Schließlich kam in der Person von Gernod Röken, dem für den Bereich Politische Bildung verantwortlichen Fachbeamten in der Bezirksregierung Münster, auch die Schulverwaltung zum Wort. Auf die spitzfindige Frage Leonies, ob angesichts einer stabilen Demokratie in der Bundesrepublik Deutschland politische Bildung überhaupt noch notwendig sei, entgegnete Röken, politische Bildung in Schulen heiße nicht zu lernen, wo man bei politischen Wahlen sein Kreuz setzen solle. „Da gerade die gegenwärtigen Leistungsanforderungen in den Schulen zu Vereinzelung bei Jugendlichen führen, ist politische Bildung und Demokratie-Lernen notwendig, um gemeinsame Prozesse anzuregen und Aufgaben miteinander zu bearbeiten“. Demokratie sei nie fertig, so Röken.

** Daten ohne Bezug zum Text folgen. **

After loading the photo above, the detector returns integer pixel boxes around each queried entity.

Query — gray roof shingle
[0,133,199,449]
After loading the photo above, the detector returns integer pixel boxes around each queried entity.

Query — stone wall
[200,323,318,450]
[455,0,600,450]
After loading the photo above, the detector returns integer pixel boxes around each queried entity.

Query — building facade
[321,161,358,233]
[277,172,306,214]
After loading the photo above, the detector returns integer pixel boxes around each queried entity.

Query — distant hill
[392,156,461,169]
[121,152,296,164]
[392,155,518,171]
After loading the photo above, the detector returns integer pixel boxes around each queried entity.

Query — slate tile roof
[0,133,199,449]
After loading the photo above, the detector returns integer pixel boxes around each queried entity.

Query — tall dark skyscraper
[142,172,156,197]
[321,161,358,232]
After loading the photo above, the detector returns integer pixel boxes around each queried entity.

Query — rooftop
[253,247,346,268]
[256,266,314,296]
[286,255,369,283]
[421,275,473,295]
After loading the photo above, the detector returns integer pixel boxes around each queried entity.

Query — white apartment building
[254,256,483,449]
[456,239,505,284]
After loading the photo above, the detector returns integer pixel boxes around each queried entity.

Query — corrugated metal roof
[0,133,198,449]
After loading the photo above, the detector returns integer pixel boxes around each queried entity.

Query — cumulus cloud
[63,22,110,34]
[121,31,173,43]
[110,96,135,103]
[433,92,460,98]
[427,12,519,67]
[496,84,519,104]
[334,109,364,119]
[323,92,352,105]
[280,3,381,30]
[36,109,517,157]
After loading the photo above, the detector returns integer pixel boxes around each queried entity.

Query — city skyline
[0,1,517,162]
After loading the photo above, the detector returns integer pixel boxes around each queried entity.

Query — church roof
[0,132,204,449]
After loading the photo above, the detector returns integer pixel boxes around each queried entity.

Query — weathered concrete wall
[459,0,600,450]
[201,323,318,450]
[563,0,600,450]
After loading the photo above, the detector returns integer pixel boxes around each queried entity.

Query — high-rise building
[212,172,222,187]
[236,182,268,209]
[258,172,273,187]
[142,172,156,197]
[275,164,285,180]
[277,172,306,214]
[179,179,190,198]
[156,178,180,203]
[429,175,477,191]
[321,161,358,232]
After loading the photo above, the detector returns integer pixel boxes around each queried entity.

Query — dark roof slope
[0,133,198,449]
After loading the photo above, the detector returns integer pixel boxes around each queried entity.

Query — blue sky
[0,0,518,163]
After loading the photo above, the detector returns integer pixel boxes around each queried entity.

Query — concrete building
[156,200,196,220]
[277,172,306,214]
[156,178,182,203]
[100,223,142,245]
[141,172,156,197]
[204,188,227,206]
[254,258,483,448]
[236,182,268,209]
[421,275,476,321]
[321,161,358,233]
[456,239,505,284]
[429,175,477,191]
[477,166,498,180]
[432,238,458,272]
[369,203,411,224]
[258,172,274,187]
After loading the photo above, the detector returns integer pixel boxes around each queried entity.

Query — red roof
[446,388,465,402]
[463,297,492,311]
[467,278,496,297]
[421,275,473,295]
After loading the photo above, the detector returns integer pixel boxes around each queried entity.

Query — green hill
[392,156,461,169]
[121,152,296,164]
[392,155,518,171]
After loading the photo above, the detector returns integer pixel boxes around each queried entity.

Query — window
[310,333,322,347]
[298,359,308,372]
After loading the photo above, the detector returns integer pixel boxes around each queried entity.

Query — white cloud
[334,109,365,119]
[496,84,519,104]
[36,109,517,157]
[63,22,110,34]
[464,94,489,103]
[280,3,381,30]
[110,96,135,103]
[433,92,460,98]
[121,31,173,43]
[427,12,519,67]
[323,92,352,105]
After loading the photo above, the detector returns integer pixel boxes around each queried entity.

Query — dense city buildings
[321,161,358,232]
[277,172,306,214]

Als Verhaltens- oder Lebensform sei Demokratie eine stete Herausforderung.

Evelyn Koch repräsentierte den hauptsächlichen und federführenden Förderer des Wettbewerbs Demokratisch Handeln auf Landesebene: das Thüringer Kultusministerium. Sie bedankte sich bei all jenen Bundesländern, die das Förderprogramm mit dem TKM gemeinsam unterstützen. Sie unterstrich die Bedeutung des Förderprogramms, da es eine Aufgabe sei, Demokratie in sich aufzunehmen, danach zu leben und demokratisch zu handeln. Thüringen habe zudem das Jahr 2009 in Schule und Öffentlichkeit als „Jahr der Demokratie“ ausgerufen. Zu feiern seien 60 Jahre Grundgesetz, 90 Jahre Weimarer Verfassung und 20 Jahre politische Wende mit Deutscher Wiedervereinigung. Im „Jahr der Demokratie“ wolle das TKM mit Wettbewerben, maßgeblich auch mit Demokratisch Handeln, Beispiele suchen, die zeigen, wie Demokratie mit Kopf, Herz und Hand weiterentwickelt werden könne.

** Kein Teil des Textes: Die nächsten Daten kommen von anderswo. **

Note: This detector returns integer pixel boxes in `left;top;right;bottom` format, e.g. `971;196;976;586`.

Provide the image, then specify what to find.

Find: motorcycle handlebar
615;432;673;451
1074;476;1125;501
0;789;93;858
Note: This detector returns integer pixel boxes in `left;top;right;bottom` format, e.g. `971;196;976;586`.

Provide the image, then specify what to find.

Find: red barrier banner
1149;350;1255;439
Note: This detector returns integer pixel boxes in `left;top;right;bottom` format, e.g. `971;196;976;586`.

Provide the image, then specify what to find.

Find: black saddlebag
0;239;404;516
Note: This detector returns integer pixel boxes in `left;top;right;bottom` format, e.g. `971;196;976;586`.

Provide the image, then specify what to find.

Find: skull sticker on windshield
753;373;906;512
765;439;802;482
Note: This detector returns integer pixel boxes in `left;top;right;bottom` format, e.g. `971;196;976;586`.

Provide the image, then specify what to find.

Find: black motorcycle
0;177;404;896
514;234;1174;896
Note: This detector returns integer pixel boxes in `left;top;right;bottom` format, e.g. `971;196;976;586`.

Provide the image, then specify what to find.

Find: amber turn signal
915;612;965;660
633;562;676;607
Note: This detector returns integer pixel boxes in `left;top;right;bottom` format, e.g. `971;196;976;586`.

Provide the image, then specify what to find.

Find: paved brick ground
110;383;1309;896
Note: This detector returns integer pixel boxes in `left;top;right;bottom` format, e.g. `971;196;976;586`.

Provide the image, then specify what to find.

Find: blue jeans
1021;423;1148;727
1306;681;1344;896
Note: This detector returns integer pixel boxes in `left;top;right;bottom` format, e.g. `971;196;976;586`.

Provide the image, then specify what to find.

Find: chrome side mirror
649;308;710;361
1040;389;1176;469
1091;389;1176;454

Eine Stiftung für Kinder und die Jugend

Als nächstes wurde Jürgen Bosenius von der Deutschen Kinder- und Jugendstiftung auf das Podium gebeten. Auf Leonies Frage nach den Arbeitsbereichen der Stiftung antwortete Bosenius, die DKJS fokussiere insbesondere den Aus- und Aufbau von Ganztagsschulen. „Im Herbst finde hierzu ein großer Bundes-Kongress statt – bereits der vierte seiner Art.“ Da das Programm des Kongresses von Schülerinnen und Schülern mitgestaltet werden könne, lud Bosenius sogleich die Anwesenden ein, an den entsprechenden Vorveranstaltungen teilzunehmen und eigene Interessen zur Geltung zu bringen. Die weiteren Arbeitsbereiche der DKJS skizzierte er exemplarisch mit dem Projekt „Youth Banks“, über das die DKJS kleine Gruppen von Jugendlichen bei ihrer Arbeit vor Ort unterstütze. 2008 sei Partizipation das Jahresthema der DKJS. In diesem Jahr würde versucht, mit Wettbewerben und Veranstaltungen Jugendliche zur Beteiligung zu ermuntern.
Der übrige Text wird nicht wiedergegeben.